Containers are almost the da facto way of distributing software nowadays. Docker is everywhere. My local database for personal projects run in a Docker container. The development environment that we use at work runs in a Docker container. The ML models that I deployed run in Docker containers. It is so versatile and easy.


I am not specifically interested in Docker. In the beginning of 2023 I was looking for a thesis topic, where I can get my hands dirty. I wanted something that involves engineering. I found a topic from the Distributed Systems and Operating Systems group at the university. It was about writing a framework to distributed Docker images faster and better in edge computing environments. It involved not only finding solutions to a set of problems but also implementing a whole framework to realize these solutions and offer a complete system. Also, I have been hearing great things about Go and wanted to learn it for a long time. So this could be my frame to do this.


I picked up the topic and it turned out better than I expected. I learned bunch of stuff about peer-to-peer networks, distributed systems, IPFS and Docker.

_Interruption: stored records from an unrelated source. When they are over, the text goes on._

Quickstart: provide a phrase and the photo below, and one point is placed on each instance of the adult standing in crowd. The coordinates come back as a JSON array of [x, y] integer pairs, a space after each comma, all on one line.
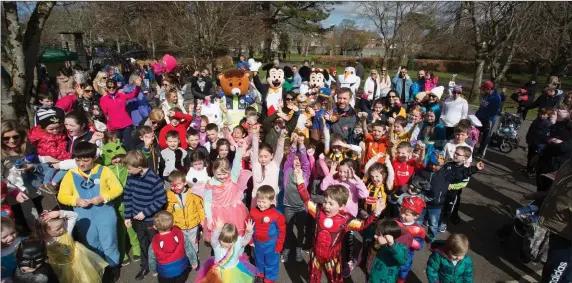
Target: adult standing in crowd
[[548, 99], [345, 118], [65, 82], [455, 108], [360, 70], [22, 182], [402, 83], [419, 84], [157, 71], [372, 91], [384, 78], [487, 114]]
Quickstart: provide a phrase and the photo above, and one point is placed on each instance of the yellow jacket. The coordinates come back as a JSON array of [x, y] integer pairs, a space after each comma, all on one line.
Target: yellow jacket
[[110, 187], [189, 216]]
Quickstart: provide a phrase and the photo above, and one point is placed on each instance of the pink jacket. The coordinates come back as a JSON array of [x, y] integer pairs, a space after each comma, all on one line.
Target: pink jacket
[[357, 190], [268, 175], [430, 84], [66, 103], [113, 107]]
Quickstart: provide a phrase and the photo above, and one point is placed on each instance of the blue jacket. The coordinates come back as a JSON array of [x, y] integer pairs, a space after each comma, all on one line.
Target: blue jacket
[[490, 106], [137, 107], [240, 63], [397, 85], [417, 86]]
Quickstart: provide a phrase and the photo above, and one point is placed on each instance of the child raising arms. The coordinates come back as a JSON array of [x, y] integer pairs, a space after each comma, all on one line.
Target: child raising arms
[[71, 261], [228, 264]]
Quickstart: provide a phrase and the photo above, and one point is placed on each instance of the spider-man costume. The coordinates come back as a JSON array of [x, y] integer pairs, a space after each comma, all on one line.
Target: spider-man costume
[[328, 237], [269, 234], [415, 205]]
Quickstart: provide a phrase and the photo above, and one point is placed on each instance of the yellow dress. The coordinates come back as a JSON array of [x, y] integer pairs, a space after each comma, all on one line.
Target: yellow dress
[[73, 262]]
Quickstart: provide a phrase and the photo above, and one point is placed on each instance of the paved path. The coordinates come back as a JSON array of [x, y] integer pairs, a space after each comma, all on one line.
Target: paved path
[[482, 213]]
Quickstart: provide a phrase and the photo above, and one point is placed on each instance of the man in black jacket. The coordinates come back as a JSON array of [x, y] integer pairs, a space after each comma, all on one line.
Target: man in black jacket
[[201, 84]]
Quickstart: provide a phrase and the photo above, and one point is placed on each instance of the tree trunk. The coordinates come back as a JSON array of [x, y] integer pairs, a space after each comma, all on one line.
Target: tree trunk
[[13, 40], [267, 48], [534, 70], [477, 77], [506, 65], [31, 44]]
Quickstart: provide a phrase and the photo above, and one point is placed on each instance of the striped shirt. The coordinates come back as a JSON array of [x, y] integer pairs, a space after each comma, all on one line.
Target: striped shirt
[[144, 193]]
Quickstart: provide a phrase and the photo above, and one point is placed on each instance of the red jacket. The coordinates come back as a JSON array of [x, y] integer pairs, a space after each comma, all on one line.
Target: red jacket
[[181, 129], [66, 103], [169, 247], [48, 144], [269, 224]]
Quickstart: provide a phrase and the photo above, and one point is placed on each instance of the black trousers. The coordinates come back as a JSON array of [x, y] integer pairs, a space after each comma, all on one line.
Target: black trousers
[[178, 279], [449, 132], [145, 233], [530, 154], [21, 213], [298, 219], [451, 206], [558, 267]]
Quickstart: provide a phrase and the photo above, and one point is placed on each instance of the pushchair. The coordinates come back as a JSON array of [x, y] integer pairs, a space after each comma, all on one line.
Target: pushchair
[[532, 239], [506, 136]]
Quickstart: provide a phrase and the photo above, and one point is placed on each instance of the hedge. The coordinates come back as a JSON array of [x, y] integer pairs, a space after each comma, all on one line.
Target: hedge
[[448, 66]]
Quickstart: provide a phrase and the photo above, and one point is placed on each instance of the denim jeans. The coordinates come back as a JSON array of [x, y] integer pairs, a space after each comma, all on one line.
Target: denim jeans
[[125, 136], [434, 215], [49, 175]]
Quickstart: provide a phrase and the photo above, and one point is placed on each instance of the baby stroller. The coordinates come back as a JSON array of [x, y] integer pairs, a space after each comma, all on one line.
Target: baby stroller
[[506, 136], [532, 239]]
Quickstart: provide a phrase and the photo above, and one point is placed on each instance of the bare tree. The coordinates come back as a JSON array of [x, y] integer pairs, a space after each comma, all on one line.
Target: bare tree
[[20, 55]]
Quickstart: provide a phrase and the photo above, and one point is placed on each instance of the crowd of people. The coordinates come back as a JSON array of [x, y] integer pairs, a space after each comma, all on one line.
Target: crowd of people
[[145, 166]]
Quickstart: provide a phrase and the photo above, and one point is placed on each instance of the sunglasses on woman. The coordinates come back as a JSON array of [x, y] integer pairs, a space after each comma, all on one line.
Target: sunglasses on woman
[[8, 138]]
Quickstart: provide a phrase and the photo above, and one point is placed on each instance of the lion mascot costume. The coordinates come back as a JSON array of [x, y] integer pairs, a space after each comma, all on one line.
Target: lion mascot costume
[[235, 85]]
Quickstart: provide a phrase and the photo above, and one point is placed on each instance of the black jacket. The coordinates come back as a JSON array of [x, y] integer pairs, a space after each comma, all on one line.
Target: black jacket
[[538, 132], [440, 181]]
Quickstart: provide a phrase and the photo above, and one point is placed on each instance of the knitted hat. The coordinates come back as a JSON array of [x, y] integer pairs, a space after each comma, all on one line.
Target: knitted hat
[[436, 159], [415, 204], [487, 85], [437, 91], [50, 116]]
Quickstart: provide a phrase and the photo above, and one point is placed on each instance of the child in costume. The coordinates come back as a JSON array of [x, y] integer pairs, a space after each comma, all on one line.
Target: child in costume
[[113, 154], [294, 208], [390, 253], [449, 261], [411, 208], [332, 223], [50, 142], [265, 163], [90, 189], [10, 242], [357, 191], [223, 194], [269, 234], [32, 266], [198, 171], [187, 208], [144, 196], [228, 264], [170, 251], [71, 261]]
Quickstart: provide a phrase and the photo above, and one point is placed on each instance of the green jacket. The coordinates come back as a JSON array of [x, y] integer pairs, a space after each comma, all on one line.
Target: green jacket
[[441, 269], [388, 260]]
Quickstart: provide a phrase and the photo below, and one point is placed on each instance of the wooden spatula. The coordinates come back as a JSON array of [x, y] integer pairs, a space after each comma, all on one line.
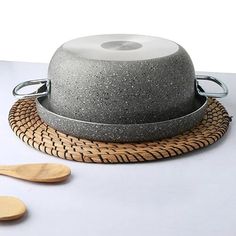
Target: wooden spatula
[[11, 208], [43, 172]]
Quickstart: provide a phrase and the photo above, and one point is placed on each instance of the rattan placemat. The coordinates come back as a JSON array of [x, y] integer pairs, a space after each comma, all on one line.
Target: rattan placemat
[[27, 125]]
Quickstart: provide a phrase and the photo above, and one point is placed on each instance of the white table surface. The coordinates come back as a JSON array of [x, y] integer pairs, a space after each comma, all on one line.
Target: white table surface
[[191, 195]]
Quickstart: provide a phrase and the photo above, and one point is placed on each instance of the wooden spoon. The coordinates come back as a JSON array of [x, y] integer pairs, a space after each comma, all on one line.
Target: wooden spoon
[[11, 208], [44, 172]]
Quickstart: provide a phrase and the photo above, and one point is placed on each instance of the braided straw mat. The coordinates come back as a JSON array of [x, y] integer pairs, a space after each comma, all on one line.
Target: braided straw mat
[[28, 126]]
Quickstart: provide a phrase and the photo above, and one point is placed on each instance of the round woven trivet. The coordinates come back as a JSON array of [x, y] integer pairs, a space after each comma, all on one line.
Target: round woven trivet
[[27, 125]]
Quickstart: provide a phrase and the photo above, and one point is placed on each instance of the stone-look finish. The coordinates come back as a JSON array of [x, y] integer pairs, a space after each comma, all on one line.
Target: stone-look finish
[[121, 92], [122, 132]]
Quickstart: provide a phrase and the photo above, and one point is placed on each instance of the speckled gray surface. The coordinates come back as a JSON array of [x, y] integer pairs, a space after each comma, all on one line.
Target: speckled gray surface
[[122, 132], [121, 92]]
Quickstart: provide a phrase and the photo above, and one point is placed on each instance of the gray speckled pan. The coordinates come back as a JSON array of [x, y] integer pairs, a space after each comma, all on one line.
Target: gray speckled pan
[[121, 88], [122, 132]]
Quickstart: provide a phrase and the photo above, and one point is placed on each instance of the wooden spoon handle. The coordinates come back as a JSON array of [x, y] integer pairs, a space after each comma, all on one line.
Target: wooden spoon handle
[[45, 172]]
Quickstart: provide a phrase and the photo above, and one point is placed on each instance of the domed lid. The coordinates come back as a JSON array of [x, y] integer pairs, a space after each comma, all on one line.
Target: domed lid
[[121, 47]]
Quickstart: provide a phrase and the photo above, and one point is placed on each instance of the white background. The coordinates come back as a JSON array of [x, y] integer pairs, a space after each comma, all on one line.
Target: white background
[[32, 30]]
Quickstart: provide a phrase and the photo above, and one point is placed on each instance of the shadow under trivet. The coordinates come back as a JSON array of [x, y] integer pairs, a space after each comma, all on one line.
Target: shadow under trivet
[[27, 125]]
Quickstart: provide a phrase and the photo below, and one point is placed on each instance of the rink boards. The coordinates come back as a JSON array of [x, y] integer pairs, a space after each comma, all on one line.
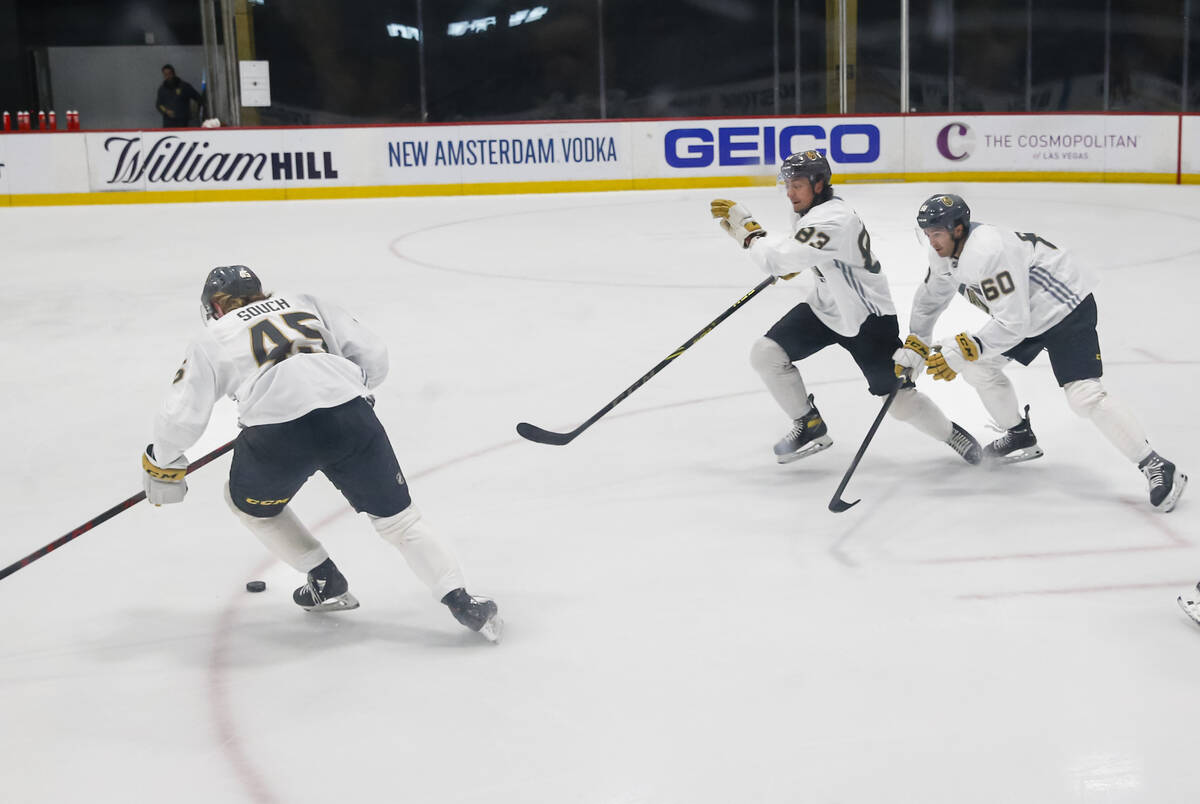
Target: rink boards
[[192, 165]]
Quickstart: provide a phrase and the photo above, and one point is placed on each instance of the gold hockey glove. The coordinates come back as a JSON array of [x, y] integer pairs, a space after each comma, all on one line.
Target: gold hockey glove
[[737, 221]]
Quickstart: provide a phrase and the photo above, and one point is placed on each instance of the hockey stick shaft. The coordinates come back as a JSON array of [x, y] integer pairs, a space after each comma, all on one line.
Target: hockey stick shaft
[[540, 436], [106, 516], [838, 504]]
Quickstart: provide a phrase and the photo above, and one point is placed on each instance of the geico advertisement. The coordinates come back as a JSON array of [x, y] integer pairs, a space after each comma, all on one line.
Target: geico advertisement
[[198, 160], [1043, 143], [756, 147], [505, 153]]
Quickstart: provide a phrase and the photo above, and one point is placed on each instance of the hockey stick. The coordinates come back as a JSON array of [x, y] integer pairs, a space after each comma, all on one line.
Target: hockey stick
[[838, 504], [107, 515], [534, 433]]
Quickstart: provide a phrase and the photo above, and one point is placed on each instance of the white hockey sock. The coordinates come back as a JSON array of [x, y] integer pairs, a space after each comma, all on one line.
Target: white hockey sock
[[921, 412], [1089, 399], [285, 535], [783, 379], [427, 556], [995, 390]]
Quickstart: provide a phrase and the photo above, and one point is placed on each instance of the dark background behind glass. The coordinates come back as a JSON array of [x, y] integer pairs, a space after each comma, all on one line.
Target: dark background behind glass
[[333, 61]]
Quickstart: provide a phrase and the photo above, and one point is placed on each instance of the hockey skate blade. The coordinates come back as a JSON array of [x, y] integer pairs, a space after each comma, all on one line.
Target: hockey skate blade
[[1191, 607], [539, 436], [1177, 485], [838, 505], [811, 448], [1019, 456], [345, 601], [492, 629]]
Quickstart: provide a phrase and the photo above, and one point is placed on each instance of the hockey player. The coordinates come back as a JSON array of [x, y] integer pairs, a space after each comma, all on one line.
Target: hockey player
[[1038, 298], [850, 306], [300, 370]]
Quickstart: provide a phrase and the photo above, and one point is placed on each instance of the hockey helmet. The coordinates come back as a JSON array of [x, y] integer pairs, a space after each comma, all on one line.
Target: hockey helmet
[[237, 281], [943, 213], [807, 163]]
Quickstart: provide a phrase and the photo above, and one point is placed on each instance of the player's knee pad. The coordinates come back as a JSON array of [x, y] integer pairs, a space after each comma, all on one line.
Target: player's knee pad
[[400, 527], [984, 375], [262, 509], [283, 534], [905, 405], [768, 358], [1084, 396]]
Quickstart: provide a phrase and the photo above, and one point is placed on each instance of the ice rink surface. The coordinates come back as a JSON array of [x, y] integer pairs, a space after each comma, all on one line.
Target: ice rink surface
[[687, 622]]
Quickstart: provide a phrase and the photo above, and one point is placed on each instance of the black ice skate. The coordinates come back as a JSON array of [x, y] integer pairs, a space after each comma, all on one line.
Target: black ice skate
[[477, 613], [1191, 604], [807, 437], [1015, 445], [325, 591], [1165, 481], [965, 444]]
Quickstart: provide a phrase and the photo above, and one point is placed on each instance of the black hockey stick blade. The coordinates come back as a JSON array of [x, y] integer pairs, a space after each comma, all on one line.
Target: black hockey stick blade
[[838, 504], [539, 436]]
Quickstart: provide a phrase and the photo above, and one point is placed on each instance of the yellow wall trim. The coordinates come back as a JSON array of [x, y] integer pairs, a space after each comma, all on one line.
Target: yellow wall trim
[[507, 187]]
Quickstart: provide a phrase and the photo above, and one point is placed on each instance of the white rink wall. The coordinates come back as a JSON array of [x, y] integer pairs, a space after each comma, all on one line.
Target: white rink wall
[[432, 160]]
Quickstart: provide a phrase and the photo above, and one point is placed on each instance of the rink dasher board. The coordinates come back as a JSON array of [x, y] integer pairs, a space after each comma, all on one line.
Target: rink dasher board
[[202, 165]]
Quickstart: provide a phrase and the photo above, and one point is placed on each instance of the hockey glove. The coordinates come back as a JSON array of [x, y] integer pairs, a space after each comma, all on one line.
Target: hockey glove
[[911, 357], [737, 221], [947, 365], [163, 485]]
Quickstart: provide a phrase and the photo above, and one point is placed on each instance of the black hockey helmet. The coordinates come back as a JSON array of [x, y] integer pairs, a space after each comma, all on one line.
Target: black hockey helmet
[[943, 213], [811, 165], [237, 281], [807, 163]]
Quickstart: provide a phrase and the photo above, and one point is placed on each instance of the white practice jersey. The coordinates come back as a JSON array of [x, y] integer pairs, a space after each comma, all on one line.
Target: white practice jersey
[[277, 359], [1024, 282], [832, 240]]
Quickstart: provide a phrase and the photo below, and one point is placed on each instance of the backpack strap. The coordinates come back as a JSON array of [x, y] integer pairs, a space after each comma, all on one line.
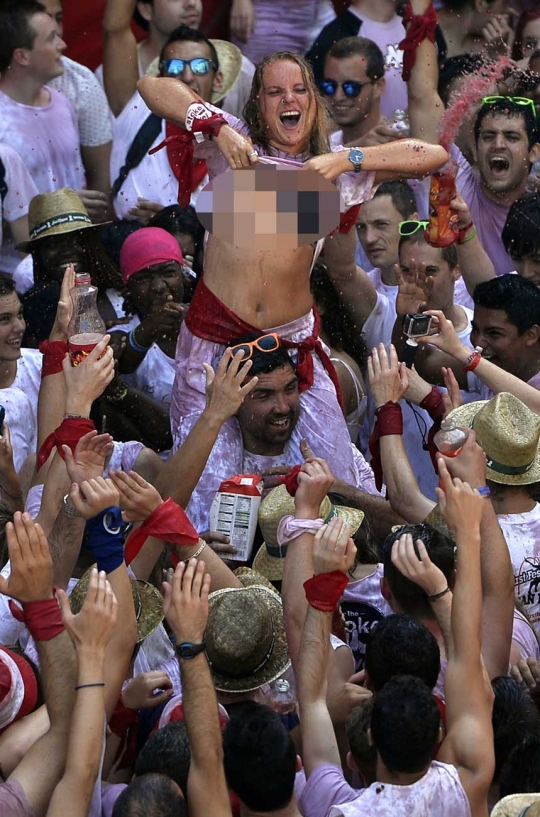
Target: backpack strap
[[145, 136]]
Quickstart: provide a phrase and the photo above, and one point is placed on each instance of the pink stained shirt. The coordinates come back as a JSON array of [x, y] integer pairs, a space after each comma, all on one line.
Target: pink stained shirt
[[489, 217], [46, 139]]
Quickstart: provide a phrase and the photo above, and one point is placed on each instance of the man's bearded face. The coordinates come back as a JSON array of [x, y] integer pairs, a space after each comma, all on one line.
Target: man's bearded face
[[288, 106]]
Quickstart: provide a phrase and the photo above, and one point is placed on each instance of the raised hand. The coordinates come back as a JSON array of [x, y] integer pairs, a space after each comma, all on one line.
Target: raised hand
[[147, 690], [333, 548], [31, 563], [92, 627], [226, 388], [65, 306], [414, 563], [93, 496], [415, 288], [461, 505], [388, 378], [88, 460], [186, 601], [138, 498]]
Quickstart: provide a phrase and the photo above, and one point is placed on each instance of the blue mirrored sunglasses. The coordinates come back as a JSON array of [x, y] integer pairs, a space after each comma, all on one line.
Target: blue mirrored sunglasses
[[199, 66], [351, 88]]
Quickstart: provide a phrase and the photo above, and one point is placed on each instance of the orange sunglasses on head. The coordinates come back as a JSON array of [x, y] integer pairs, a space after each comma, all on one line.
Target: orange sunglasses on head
[[266, 343]]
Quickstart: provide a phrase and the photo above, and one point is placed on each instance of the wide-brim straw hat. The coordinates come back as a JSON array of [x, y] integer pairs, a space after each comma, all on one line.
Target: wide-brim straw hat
[[515, 805], [278, 503], [56, 213], [509, 434], [147, 600], [246, 643], [230, 65]]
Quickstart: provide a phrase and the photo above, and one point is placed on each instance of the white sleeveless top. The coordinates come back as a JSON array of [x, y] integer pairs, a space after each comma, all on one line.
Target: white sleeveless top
[[438, 792]]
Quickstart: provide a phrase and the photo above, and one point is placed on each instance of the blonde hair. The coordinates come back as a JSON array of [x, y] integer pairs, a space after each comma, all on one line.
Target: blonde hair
[[258, 129]]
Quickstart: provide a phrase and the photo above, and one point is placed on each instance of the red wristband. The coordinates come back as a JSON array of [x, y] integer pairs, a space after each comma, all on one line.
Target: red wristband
[[325, 590], [53, 354], [389, 419], [43, 618], [472, 362]]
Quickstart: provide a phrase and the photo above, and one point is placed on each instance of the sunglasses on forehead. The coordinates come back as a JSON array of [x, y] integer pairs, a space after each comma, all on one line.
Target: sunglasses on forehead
[[517, 100], [351, 88], [412, 227], [266, 343], [199, 66]]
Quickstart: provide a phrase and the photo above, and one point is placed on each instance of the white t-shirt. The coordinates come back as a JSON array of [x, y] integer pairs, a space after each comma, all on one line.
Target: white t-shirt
[[87, 96], [46, 139], [20, 189]]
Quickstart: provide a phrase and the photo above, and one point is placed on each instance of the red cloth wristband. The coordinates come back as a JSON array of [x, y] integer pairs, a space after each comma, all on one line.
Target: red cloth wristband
[[473, 361], [433, 403], [53, 354], [43, 618], [291, 480], [325, 590], [69, 432], [168, 522], [420, 26]]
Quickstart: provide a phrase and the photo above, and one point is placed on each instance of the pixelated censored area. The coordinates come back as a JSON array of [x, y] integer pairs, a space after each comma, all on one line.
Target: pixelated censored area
[[269, 207]]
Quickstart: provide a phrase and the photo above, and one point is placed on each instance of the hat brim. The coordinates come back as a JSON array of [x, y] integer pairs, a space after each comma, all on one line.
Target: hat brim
[[279, 659], [272, 566], [513, 804], [230, 65], [149, 616], [26, 246], [464, 416]]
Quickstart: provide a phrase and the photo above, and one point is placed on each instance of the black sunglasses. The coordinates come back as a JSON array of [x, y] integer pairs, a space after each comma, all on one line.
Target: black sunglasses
[[351, 88], [199, 66]]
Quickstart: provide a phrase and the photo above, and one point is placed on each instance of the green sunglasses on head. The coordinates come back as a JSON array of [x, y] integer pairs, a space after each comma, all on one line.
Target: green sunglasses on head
[[412, 227]]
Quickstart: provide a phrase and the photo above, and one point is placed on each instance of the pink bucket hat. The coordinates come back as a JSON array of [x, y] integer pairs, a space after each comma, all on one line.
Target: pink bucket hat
[[147, 247]]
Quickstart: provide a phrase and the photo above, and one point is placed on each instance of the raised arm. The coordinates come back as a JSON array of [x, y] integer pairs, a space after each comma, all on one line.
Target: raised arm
[[90, 630], [120, 58], [186, 609], [426, 108], [333, 555], [469, 741]]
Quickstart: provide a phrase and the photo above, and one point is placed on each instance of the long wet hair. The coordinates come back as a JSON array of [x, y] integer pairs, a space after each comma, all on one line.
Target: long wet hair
[[253, 116]]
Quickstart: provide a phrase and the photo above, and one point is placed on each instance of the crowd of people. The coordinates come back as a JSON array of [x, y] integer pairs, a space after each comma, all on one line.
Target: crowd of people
[[270, 441]]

I found solutions to all the problems that I stated in my thesis and created a functional system. I called the system DistroMash. Distro representing distribution and Mash representing a mesh of nodes but with a instead of e, as in mashed potato.


DistroMash architecture

In simple terms, DistroMash distributes Docker image to an environment faster than the official Docker registry does under bad network conditions. It is especially useful in edge environments as the uplink connection to the cloud is slow and prone to congestions. DistroMash achieves its superior performance by distributing the download load to a peer-to-peer network using IPFS. Furthermore, DistroMash proposes a framework including strategies on how to distribute Docker images to the environment such as distribute certain images to certain nodes or to a percentage of the environment. The proposed framework offers support for multiple platforms and architectures.


If you want to check DistroMash I leave the Github link to the repository here.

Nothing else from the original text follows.